01 Dec ‘Things are good’: Experts express optimism about Madison’s economy
Interest rates are up, home prices are up, and inflation remains stubbornly high, despite the Federal Reserve’s efforts.
But according to the handful of industry leaders who took the stage at “State of the Sectors,” an annual panel on economic trends hosted by the Greater Madison Chamber of Commerce on Wednesday, Madison’s economic prospects aren’t dismal at all.
Jessica Martin Eckerly, co-founder and CEO of coworking laboratory Forward BIOLABS, said many of the startup leaders who rent space at her facility tell her that while venture capital might have dried up in some industries or regions, it’s still flowing in theirs.
“There are industries that are still being well funded,” said Eckerly, whose 10,000-square-foot nonprofit facility at University Research Park houses startups in a variety of science sectors. “Nationally, there might be headlines, but things are good.”
Also promising, she said, is the fact that more companies are moving to or staying in Madison. She pointed to lab-grown seafood startup Cultured Decadence, which got its start at Forward BIOLABS. In January, it was acquired by California-based “cultivated meat” company UPSIDE Foods, but it hasn’t left Madison.
“All signs are still positive for companies here … Companies that once might have thought to build elsewhere, they’re now building here,” Eckerly said, pointing to Fujifilm, which earlier this week announced a 140,000-square-foot expansion in Madison as one example.
The entrepreneurial ecosystem might not be perfect, but it’s improving, she said. “I think for every challenge, there are people and entities working on solutions to those problems in ways that we didn’t see 10 years ago.”

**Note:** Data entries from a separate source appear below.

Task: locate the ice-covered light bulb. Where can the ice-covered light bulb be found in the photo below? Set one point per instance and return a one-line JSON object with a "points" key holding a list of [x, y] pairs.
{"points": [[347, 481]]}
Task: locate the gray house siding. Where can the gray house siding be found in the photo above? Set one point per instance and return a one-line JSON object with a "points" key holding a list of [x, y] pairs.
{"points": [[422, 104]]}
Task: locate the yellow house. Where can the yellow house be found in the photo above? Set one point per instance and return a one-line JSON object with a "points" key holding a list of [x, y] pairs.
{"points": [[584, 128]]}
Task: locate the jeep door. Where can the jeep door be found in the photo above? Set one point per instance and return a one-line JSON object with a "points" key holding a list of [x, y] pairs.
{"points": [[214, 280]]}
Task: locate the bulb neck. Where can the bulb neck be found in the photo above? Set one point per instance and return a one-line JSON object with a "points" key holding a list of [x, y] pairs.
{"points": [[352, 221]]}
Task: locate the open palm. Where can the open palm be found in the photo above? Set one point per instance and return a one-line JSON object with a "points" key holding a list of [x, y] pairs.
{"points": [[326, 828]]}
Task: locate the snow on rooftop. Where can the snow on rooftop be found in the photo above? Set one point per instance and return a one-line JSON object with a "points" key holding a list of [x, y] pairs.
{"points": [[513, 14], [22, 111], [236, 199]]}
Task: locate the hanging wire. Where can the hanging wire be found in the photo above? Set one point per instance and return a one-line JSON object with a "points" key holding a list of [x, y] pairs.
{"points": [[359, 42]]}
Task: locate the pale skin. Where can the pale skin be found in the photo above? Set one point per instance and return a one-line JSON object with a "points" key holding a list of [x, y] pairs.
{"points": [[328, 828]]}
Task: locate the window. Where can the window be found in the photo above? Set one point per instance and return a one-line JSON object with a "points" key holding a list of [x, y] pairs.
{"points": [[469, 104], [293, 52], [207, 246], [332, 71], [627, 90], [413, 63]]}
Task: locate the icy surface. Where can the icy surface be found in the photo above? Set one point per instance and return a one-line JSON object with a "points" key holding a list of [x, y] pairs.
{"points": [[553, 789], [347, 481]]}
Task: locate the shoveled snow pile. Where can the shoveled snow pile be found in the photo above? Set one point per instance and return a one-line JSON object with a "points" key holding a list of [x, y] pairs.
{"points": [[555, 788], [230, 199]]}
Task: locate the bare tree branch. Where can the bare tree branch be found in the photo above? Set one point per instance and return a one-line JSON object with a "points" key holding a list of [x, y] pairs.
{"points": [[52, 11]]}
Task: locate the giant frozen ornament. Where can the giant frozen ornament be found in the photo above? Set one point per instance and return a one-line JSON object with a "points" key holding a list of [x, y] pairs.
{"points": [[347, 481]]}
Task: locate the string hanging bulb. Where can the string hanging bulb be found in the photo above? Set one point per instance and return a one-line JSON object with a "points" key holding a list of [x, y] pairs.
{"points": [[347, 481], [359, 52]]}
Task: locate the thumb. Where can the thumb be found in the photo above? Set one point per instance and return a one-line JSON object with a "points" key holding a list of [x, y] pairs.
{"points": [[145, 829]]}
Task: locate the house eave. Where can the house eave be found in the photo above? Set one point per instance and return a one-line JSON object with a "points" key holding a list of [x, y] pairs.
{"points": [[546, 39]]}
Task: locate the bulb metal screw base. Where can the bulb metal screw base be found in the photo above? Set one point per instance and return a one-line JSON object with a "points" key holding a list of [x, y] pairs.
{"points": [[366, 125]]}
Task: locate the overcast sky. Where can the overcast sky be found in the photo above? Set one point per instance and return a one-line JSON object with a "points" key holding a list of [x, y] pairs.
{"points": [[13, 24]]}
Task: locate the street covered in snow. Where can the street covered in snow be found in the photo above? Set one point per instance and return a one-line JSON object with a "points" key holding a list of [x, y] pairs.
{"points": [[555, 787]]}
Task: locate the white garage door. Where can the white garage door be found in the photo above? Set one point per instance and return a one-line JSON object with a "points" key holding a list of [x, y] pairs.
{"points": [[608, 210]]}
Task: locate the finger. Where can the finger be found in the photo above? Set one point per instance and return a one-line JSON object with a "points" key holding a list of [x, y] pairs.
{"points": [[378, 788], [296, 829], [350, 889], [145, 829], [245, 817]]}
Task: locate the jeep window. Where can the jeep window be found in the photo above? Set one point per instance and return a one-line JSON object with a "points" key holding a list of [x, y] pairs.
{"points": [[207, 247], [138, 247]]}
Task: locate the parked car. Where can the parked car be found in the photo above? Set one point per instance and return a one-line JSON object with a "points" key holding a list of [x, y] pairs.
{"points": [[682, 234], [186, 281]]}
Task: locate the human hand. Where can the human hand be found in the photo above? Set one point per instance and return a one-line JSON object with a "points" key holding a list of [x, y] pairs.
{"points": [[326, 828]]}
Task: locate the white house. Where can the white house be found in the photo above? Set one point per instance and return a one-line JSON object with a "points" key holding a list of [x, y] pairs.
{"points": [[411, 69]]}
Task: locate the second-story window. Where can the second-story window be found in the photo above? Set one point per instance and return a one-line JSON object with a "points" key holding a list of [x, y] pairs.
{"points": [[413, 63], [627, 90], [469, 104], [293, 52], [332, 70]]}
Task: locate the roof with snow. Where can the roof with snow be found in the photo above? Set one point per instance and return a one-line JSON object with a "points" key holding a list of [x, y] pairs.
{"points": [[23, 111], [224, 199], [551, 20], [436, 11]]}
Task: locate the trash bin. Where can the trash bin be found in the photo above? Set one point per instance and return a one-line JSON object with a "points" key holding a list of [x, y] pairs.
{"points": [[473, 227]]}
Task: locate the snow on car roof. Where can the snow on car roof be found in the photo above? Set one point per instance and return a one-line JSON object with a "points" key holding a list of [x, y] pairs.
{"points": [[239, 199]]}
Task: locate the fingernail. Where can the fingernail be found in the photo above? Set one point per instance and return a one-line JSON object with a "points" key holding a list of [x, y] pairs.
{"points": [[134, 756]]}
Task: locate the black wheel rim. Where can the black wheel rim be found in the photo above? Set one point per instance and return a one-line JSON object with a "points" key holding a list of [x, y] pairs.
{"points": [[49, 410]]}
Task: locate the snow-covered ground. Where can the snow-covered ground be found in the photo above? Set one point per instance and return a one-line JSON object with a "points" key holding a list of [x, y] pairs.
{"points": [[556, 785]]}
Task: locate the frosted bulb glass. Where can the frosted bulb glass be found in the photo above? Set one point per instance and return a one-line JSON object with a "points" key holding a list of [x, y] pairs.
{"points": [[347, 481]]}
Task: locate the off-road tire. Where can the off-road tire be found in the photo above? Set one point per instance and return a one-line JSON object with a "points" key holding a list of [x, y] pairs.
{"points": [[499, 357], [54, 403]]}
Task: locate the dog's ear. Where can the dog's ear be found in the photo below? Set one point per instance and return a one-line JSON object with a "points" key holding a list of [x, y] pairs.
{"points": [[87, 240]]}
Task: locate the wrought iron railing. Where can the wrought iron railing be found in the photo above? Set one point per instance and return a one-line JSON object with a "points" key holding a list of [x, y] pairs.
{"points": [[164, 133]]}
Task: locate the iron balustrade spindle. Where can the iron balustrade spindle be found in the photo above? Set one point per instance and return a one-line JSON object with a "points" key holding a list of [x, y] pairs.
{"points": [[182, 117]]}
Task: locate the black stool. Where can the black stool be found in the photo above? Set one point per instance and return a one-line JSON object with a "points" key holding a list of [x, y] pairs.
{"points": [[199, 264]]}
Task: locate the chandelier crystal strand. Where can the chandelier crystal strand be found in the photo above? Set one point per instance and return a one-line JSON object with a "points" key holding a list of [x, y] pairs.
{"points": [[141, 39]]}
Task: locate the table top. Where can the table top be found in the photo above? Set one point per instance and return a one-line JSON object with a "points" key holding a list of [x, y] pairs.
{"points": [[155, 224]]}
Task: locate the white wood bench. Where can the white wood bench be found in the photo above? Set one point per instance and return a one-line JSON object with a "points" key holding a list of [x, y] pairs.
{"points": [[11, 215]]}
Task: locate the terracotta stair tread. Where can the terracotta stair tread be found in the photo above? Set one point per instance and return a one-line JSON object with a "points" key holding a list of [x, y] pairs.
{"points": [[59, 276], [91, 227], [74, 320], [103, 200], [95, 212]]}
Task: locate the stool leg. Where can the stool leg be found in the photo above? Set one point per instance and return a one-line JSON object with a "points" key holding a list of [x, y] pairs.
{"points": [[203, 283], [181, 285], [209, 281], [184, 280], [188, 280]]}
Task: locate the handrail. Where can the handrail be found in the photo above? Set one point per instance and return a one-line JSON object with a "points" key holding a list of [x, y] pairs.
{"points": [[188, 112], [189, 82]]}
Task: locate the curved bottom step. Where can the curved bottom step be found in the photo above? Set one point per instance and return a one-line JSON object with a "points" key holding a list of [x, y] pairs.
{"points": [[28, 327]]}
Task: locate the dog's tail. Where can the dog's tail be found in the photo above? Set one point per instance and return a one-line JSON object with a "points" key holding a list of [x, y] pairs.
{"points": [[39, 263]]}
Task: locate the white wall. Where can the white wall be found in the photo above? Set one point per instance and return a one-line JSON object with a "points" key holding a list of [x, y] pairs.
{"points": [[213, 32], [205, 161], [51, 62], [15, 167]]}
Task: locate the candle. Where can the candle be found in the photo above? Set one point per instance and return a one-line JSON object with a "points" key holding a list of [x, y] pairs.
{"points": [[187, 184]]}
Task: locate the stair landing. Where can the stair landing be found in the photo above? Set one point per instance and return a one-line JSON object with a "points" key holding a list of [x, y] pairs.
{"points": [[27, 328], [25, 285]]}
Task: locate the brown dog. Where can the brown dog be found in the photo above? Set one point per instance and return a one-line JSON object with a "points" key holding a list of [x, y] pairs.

Among the challenges on Juan Gomez’ mind are rising interest rates, a sharp reversal from the “near 0%” rates seen early in the pandemic. Gomez, vice president of lending and investments at Madison Development Corporation, said the task now is to “normalize” those rates, helping customers get used to this new reality.
“We were in an environment that was subsidized, essentially,” Gomez said. “Obviously, there is more demand for capital than there is capital, where in the last couple of years … there seemed to be more capital than there was demand for it.”
Asked about a possible “silver lining” to those higher rates, Gomez said they would, theoretically, bring down prices.